Pohon kapur barus atau kamper (Dryobalanop aromatica) merupakan tumbuhan kuno asli tanah melayu. Selain di Indonesia, ia juga tumbuh pada semenanjung Malaysia dan wilayah Malaysia di pulau Kalimantan.
Adapun jenis tanaman penghasil kamper selain di atas adalah Cinnamomum camphora. Ia merupakan tetumbuhan yang hanya hidup di daerah sub tropis. Di antaranya seperti Tiongkok, Jepang, Korea, dan Vietnam.
Jauh sebelum bangsa nusantara ini mengenal aksara (zaman prasejarah), getah pohon kapur dari daerah Barus menjadi komoditas penting. Ia menjadi salah satu rempah yang dibutuhkan dalam banyak bidang.
[Kecamatan Barus, Kab. Tapanuli Tengah]
Tumbuhan yang hidup di daerah Barus yang sekarang berada di Kabupaten Tapanuli Tengah, Sumatera Utara itu konon jadi salah satu unsur penting bahan pengawet mayat Fir'aun di Mesir. Termasuk Ramses II musuh Nabi Musuh.
Ada yang mengatakan nama Barus sudah ada sejak lebih dari 5.000 tahun lalu. Wilayah asal pohon primitif itu juga dikenal sebagai Barousai oleh Klaudius Ptolemaeus (90-168 M), seorang pakar geografi pada zaman kekaisaran Romawi.
Akan tetapi, menurut catatan dari penulis Claude Guillot menerangkan bahwa Barus sebagai kota kuno, baru terkenal ke penjuru dunia pada sekitar tahun 500 Masehi. Di mana kota itu juga memiliki pelabuhan yang ramai.
Fakta lain yaitu di Kecamatan Barus ada Tugu Titik Kilometer Nol Peradaban Islam di Nusantara. Itu sebagai tanda bahwa dari tempat itulah agama Islam di tanah Nuswantara mulai masuk. Lewat jalur perdagangan getah pohon kapur.
[Tugu Kilometer Nol Peradaban Islam di Nusantara]
Rempah-rempah dari daerah Barus, termasuk kapurnya, menjadi daya tarik tersendiri bagi saudagar penjuru dunia. Termasuk kalangan umat Islam dari bangsa Arab yang menyukainya. Dari sini Islam masuk lewat jalur perniagaan.
Sebagai bukti agama Islam masuk ke Indonesia pertama kali melalui Barus ialah terdapat makam Tuan Syek Rukunuddin. Beliau wafat tahun 672 M. Dimakamkan di pemakaman Mahligai Barus. Terletak di area perbukitan Desa Dakka.

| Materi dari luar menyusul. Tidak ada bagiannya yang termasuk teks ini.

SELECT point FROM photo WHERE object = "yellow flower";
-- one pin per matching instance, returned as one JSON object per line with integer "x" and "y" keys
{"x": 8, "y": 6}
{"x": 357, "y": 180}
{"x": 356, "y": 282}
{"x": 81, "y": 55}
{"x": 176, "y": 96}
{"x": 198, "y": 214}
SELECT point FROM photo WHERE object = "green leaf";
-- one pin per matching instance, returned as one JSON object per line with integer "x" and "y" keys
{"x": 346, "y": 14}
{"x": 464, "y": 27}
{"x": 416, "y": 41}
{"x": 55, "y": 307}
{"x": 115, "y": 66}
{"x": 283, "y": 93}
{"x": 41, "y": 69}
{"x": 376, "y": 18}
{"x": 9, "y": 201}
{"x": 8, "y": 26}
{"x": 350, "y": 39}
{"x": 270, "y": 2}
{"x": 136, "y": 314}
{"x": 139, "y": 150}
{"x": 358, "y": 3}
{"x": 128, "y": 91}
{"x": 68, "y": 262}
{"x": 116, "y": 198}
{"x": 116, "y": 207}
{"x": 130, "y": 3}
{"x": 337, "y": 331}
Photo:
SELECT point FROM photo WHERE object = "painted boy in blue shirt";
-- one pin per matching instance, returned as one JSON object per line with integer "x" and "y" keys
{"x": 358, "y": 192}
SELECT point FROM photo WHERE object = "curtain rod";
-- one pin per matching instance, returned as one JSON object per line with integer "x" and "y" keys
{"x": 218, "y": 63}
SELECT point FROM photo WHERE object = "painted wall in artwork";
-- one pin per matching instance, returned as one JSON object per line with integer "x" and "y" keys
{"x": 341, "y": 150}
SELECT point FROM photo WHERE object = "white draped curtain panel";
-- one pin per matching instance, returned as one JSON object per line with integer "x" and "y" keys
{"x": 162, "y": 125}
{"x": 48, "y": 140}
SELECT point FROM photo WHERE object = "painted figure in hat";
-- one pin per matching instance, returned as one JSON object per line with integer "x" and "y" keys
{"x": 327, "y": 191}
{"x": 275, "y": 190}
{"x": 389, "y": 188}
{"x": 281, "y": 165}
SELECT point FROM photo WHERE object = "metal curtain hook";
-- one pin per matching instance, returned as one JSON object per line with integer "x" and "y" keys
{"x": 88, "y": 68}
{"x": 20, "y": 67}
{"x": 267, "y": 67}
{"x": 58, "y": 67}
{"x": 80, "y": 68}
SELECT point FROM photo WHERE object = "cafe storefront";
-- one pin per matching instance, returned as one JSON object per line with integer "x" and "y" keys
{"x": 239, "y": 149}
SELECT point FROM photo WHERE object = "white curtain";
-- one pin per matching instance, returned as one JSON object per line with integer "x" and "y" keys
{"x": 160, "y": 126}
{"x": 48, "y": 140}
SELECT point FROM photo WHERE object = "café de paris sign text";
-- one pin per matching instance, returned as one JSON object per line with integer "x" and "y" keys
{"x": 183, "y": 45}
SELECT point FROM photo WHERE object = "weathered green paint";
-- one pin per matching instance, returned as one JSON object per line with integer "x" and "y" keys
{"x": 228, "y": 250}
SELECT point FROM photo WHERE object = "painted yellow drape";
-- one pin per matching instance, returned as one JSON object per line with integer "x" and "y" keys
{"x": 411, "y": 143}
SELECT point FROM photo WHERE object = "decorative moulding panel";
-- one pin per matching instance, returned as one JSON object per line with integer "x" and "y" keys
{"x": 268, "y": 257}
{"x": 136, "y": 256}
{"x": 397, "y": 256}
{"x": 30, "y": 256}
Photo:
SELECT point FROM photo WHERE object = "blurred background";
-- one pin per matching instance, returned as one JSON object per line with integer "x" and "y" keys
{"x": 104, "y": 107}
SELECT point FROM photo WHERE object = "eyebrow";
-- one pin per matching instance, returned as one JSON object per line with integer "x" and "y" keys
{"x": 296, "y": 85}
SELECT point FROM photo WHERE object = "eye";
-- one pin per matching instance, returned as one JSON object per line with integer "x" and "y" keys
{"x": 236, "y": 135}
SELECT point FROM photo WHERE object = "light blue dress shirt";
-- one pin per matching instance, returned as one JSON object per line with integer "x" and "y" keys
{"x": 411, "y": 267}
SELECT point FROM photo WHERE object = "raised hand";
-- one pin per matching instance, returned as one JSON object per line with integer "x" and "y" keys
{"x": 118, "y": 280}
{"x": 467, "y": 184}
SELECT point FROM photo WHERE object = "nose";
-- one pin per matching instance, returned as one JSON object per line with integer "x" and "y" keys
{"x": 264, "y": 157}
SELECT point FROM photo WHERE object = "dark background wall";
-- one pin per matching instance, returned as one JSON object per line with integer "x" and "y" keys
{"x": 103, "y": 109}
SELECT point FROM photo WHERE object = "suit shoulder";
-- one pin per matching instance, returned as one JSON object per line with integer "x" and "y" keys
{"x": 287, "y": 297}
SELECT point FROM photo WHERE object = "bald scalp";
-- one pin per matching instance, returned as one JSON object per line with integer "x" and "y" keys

Tak hanya tokoh agama di atas, ada beberapa tokoh agama lain yang tercatat sudah menyebarkan Islam jauh sebelum Wali Songo ada. Mereka semua dimakamkan pada beberapa pemakaman di daerah kecamatan Barus.
Nama-nama pemakaman itu seperti Makam Mahligai, Makam Papang Tinggi, Makam Tuan Ambar, Makam Syekh Mahdun, Makam Syekh Tuan Badan Batu, Makam Syekh Ibrahim Syah, dan makam-makam kuno lainnya.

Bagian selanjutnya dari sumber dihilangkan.